For executives and analysts seeking to understand the state of the consumer, economic clues—including data on credit card delinquencies and housing costs—provide helpful indicators.
Credit card delinquencies have been on the rise, according to studies by the Federal Reserve Banks of St. Louis and New York. The rise was more pronounced in the wealthiest 10 percent of ZIP codes than in the least-affluent 10 percent (although still lower in absolute terms).
The trend in housing costs also varies by geography. While median residential rental prices have climbed to near record levels nationally, they’ve recently dropped in Sun Belt cities, according to Business Insider. The declines range from almost 6 percent year over year in Phoenix to as much as 10 percent in Jacksonville, with San Diego and Austin in between.
These economic clues, along with unemployment rates, the consumer price index, the purchasing managers’ index, and other metrics, can presage economic changes.
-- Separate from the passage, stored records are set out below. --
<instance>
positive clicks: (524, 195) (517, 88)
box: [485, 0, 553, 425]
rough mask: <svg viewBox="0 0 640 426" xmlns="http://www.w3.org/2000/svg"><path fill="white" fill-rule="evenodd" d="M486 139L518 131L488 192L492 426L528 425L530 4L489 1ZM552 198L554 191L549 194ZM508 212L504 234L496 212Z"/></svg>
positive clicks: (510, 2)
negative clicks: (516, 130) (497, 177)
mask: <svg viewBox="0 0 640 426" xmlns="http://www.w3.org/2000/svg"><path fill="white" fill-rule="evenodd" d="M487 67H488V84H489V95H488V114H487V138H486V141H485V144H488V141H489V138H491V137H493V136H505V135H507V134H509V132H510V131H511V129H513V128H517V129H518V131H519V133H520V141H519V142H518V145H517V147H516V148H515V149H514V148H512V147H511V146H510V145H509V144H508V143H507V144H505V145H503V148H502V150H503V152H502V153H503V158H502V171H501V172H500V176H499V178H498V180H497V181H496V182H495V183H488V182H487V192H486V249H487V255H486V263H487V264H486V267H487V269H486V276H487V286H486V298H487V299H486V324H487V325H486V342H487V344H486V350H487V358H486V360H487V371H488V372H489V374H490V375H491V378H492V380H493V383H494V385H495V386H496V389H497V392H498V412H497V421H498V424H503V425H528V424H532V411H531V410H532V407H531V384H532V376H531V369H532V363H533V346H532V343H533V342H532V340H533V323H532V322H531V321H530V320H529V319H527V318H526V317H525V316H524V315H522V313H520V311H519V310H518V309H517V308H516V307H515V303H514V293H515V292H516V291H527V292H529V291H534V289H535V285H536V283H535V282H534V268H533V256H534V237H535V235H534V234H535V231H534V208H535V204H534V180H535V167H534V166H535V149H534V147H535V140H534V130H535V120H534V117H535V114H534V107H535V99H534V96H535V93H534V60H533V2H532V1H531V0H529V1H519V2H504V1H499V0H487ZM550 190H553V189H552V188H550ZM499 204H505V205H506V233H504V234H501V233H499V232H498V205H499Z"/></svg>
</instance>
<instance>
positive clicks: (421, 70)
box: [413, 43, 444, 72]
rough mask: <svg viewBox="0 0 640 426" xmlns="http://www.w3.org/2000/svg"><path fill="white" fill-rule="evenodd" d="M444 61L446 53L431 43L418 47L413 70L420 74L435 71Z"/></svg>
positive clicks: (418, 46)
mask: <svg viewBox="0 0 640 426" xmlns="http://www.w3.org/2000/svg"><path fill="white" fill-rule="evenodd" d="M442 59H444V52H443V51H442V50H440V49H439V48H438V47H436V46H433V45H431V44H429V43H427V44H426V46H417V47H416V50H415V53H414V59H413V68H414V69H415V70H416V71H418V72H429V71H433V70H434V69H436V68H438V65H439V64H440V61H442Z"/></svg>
The data feeding the indicators is often geographic, allowing business executives to gauge the state of the consumer region by region, county by county, or even block by block.
With the analytical capabilities of a geographic information system (GIS), CFOs, real estate planners, pricing managers, and supplies buyers can apply location intelligence to make smarter decisions about how and where they’ll grow the business, giving them an edge on competitors.
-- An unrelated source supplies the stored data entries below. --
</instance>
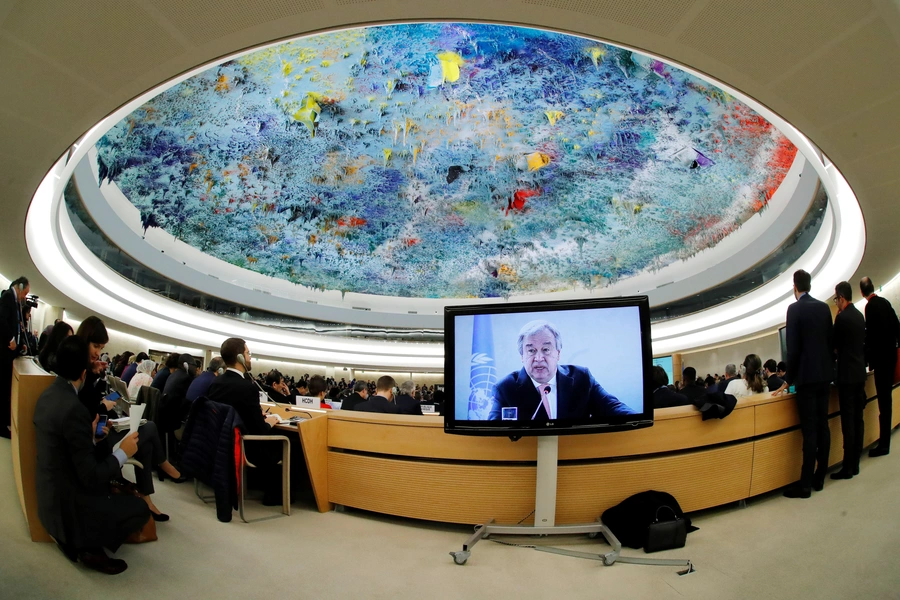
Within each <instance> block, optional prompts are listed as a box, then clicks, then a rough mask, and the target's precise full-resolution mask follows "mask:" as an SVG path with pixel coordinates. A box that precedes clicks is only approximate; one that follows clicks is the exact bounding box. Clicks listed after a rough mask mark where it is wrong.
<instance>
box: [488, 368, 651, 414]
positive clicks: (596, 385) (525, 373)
mask: <svg viewBox="0 0 900 600" xmlns="http://www.w3.org/2000/svg"><path fill="white" fill-rule="evenodd" d="M556 386H557V389H556V415H557V419H584V418H588V417H599V416H609V415H630V414H634V411H633V410H631V409H630V408H628V407H627V406H625V405H624V404H622V403H621V402H619V399H618V398H616V397H615V396H613V395H612V394H610V393H609V392H607V391H606V390H604V389H603V387H602V386H601V385H600V384H599V383H597V381H596V380H595V379H594V377H593V375H591V372H590V371H589V370H587V369H585V368H584V367H576V366H573V365H558V366H557V368H556ZM540 402H541V395H540V393H539V392H538V391H537V388H535V387H534V383H533V382H532V381H531V378H530V377H529V376H528V373H526V372H525V368H524V367H523V368H522V369H521V370H519V371H514V372H512V373H510V374H509V375H507V376H506V377H504V378H503V379H502V380H501V381H500V382H499V383H498V384H497V385H496V386H495V387H494V403H493V405H492V406H491V412H490V415H489V416H488V419H489V420H491V421H497V420H500V415H501V409H502V408H506V407H512V406H515V407H517V408H518V409H519V411H518V417H519V418H518V420H519V421H528V420H530V419H531V415H533V414H534V411H535V410H537V407H538V404H540Z"/></svg>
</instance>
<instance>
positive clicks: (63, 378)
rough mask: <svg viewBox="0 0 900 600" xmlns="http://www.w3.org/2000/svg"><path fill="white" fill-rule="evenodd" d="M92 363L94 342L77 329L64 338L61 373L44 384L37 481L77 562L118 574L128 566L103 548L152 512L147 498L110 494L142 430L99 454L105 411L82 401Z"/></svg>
mask: <svg viewBox="0 0 900 600" xmlns="http://www.w3.org/2000/svg"><path fill="white" fill-rule="evenodd" d="M89 364H90V353H89V350H88V346H87V343H86V342H85V341H84V340H82V339H81V338H79V337H77V336H71V337H69V338H67V339H66V340H64V341H63V342H62V343H61V344H60V345H59V349H58V350H57V353H56V372H57V374H58V376H57V378H56V380H55V381H54V382H53V383H52V384H51V385H50V387H49V388H47V389H46V390H44V392H43V393H42V394H41V396H40V398H38V401H37V404H36V405H35V410H34V427H35V433H36V438H37V439H36V445H37V473H36V477H35V483H36V488H37V498H38V517H39V518H40V520H41V523H42V524H43V525H44V527H45V528H46V529H47V532H48V533H49V534H50V535H51V536H53V538H54V539H55V540H56V543H57V544H58V545H59V547H60V549H61V550H62V551H63V553H64V554H65V555H66V556H67V557H68V558H69V559H70V560H72V561H73V562H74V561H76V560H80V561H81V562H82V563H83V564H84V565H85V566H86V567H88V568H91V569H94V570H97V571H100V572H102V573H107V574H109V575H115V574H117V573H121V572H122V571H124V570H125V569H126V568H127V567H128V565H127V564H125V561H124V560H120V559H114V558H110V557H108V556H107V555H106V553H105V552H104V551H103V548H104V547H105V548H108V549H110V550H112V551H113V552H115V551H116V550H117V549H118V548H119V546H120V545H121V544H122V543H123V542H124V541H125V539H126V538H127V537H128V536H129V535H131V534H132V533H134V532H136V531H139V530H140V529H141V528H142V527H143V526H144V525H145V524H146V523H147V521H148V520H149V519H150V509H149V507H148V506H147V504H146V503H145V502H144V501H143V500H142V499H140V498H137V497H135V496H124V495H122V496H110V494H109V482H110V479H112V478H113V477H116V476H117V475H119V473H120V469H121V468H122V465H123V464H124V463H125V461H126V460H127V459H128V458H130V457H131V456H134V453H135V452H137V441H138V434H137V432H135V433H133V434H131V435H129V436H127V437H125V438H124V439H123V440H122V443H121V445H120V446H119V448H118V449H117V450H116V451H115V452H113V453H112V454H109V455H107V456H106V457H105V458H103V459H102V460H99V459H98V458H97V457H96V455H95V453H94V444H95V443H96V442H97V441H98V440H99V439H102V438H103V437H104V436H106V434H107V433H108V429H107V428H105V427H104V428H101V431H100V433H99V435H98V434H97V422H98V417H96V416H95V417H94V421H93V423H92V422H91V414H90V413H89V412H88V410H87V409H86V408H85V406H84V405H83V404H82V403H81V402H80V401H79V400H78V390H79V389H80V387H81V386H82V385H83V384H84V380H85V373H86V372H87V368H88V365H89Z"/></svg>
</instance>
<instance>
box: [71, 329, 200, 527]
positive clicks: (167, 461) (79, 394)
mask: <svg viewBox="0 0 900 600" xmlns="http://www.w3.org/2000/svg"><path fill="white" fill-rule="evenodd" d="M74 337H77V338H80V339H81V340H83V341H84V342H86V343H87V345H88V348H89V360H90V367H89V368H88V370H87V374H86V376H85V382H84V385H83V386H82V388H81V391H80V392H79V394H78V399H79V400H81V402H82V404H84V406H85V407H87V409H88V411H89V413H90V414H91V416H92V417H93V415H107V416H109V415H110V413H112V411H113V409H114V407H115V406H116V400H115V399H114V397H112V396H109V395H107V394H106V389H107V383H106V367H107V366H108V365H107V363H106V362H105V361H102V360H100V353H101V352H103V348H104V346H106V344H107V343H108V342H109V333H108V332H107V331H106V325H104V323H103V321H102V320H101V319H100V318H99V317H95V316H91V317H88V318H87V319H85V320H84V321H82V323H81V325H80V326H79V327H78V331H77V332H76V333H75V336H74ZM138 431H139V432H140V434H141V443H140V447H139V448H138V451H137V456H136V457H135V458H136V459H137V460H138V461H140V463H141V464H142V465H144V468H143V469H135V470H134V478H135V484H136V486H137V489H138V491H139V492H140V493H141V494H143V495H144V501H145V502H146V503H147V505H148V506H149V507H150V511H151V513H152V514H153V519H154V520H156V521H168V520H169V516H168V515H167V514H165V513H163V512H162V511H160V510H159V509H158V508H157V507H156V505H155V504H154V503H153V500H152V499H151V498H150V496H151V495H152V494H153V493H154V491H155V490H154V487H153V468H154V467H158V468H159V472H160V473H163V474H164V475H163V476H165V475H168V476H169V477H170V478H171V479H172V480H173V481H175V482H176V483H181V482H183V481H185V480H184V479H183V478H182V477H181V473H179V472H178V469H176V468H175V467H174V466H173V465H172V464H171V463H169V461H168V460H167V459H166V452H165V448H164V447H163V444H162V441H161V440H160V437H159V431H158V429H157V427H156V424H155V423H153V422H149V423H145V424H144V425H141V427H140V429H139V430H138ZM124 435H125V433H124V432H113V433H112V434H111V435H109V436H107V437H106V438H104V439H103V440H101V441H100V442H98V444H97V446H96V449H95V452H96V453H97V456H98V457H99V458H102V457H104V456H105V455H107V454H109V453H110V452H111V451H112V447H113V445H115V444H116V443H117V442H118V441H119V440H120V439H122V437H123V436H124Z"/></svg>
Making Geographic Sense of Economic Clues
Forward-thinking businesses routinely analyze economic and demographic data to build a competitive advantage.
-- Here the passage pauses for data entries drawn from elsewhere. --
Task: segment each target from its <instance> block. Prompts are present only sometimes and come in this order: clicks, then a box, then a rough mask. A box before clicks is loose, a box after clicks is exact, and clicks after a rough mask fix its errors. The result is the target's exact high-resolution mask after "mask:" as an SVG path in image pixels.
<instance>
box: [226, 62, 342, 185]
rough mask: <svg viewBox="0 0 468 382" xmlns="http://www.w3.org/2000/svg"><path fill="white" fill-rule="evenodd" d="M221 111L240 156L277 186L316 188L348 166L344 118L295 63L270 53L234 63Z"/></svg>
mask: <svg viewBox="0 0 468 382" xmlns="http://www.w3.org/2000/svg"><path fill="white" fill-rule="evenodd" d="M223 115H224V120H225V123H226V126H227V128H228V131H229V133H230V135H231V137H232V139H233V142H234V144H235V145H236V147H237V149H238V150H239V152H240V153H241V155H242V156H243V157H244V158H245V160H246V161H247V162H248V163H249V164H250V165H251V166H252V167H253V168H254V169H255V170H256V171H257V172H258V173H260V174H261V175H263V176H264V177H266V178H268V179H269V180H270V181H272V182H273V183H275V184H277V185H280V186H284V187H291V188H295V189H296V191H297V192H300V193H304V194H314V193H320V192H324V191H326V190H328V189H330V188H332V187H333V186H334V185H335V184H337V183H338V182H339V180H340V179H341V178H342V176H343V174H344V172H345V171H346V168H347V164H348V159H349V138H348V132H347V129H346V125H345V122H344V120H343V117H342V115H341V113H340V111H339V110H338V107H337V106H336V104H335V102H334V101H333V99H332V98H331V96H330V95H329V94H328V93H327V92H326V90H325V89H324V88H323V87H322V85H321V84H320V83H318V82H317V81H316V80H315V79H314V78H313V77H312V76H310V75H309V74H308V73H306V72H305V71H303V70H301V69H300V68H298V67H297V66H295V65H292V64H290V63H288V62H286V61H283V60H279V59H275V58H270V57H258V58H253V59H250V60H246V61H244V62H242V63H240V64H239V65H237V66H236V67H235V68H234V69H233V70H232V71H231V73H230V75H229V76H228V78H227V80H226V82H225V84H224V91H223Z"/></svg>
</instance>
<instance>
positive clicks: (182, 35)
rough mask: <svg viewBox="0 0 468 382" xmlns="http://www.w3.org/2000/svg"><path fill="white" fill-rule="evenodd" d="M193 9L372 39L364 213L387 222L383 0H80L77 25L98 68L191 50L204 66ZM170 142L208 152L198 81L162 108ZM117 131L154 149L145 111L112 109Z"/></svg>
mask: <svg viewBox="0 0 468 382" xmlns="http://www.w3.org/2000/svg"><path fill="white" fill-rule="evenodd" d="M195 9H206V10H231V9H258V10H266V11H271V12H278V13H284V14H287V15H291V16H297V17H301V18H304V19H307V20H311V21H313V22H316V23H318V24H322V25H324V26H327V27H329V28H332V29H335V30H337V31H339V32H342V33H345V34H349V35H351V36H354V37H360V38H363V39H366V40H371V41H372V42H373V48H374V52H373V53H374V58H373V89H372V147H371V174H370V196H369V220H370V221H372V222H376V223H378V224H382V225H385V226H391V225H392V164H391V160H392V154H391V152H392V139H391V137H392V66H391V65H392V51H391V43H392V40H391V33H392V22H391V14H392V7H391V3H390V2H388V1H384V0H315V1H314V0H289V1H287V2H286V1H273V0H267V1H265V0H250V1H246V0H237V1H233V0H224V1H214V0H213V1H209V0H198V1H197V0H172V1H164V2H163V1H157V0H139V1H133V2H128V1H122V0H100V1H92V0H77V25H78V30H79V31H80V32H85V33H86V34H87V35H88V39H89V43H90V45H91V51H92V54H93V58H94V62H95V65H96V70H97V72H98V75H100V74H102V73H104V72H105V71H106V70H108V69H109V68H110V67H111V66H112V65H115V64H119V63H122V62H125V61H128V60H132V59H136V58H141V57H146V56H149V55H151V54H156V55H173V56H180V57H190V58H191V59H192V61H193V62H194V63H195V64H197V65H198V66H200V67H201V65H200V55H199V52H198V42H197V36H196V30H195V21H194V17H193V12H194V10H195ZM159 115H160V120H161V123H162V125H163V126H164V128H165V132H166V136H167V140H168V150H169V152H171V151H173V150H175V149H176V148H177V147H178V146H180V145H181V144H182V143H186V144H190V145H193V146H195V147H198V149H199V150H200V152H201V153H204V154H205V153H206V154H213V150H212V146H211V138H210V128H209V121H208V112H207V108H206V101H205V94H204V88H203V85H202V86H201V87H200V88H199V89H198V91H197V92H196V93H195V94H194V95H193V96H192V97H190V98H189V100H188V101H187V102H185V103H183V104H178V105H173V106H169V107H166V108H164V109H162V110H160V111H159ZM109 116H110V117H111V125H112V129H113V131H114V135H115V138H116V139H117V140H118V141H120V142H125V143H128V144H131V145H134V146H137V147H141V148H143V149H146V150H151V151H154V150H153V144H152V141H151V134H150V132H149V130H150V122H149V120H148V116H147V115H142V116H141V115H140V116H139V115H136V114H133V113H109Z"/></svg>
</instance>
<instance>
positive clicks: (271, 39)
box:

One dental practice that has expanded to 140 locations across nine states uses GIS to examine each area where it might grow. The economic and demographic factors executives consider include population density, population growth rates, annual incomes, education levels, even purchase patterns for consumer dental products.
Decision-makers also analyze dentist-to-population ratios to determine ideal office locations and examine traffic flow to optimize the placement of billboard ads.
Smart maps that include demographics and economic indicators can justify decisions about where and how to reach customers, including whether they are entrenched in an area, moving in, or moving out.
In contrast to charts and spreadsheets, GIS maps show precisely where customers are likely to be.
Cross-Referencing Customer and Economic Data
Across the corporate world, companies use GIS to uncover advantageous patterns in datasets.
Declining residential rental rates could be a sign that an area’s population is shrinking. To gain greater context, a GIS analyst might integrate this economic indicator with data on company sales in those regions. Correlations that might be hard to discern in a spreadsheet stand out on a map.
For credit card delinquencies, the national trend may be up, but regional variations can be pronounced. Knowing the severity of the rise in each area can help businesses adjust credit policies, shift marketing to attract price-sensitive consumers, or develop new products.
Organizations that analyze the geographic reality behind today’s economic clues—including public data, consumer demographics, and company performance—have a distinct advantage in localizing their customer outreach and staying ahead of the trends.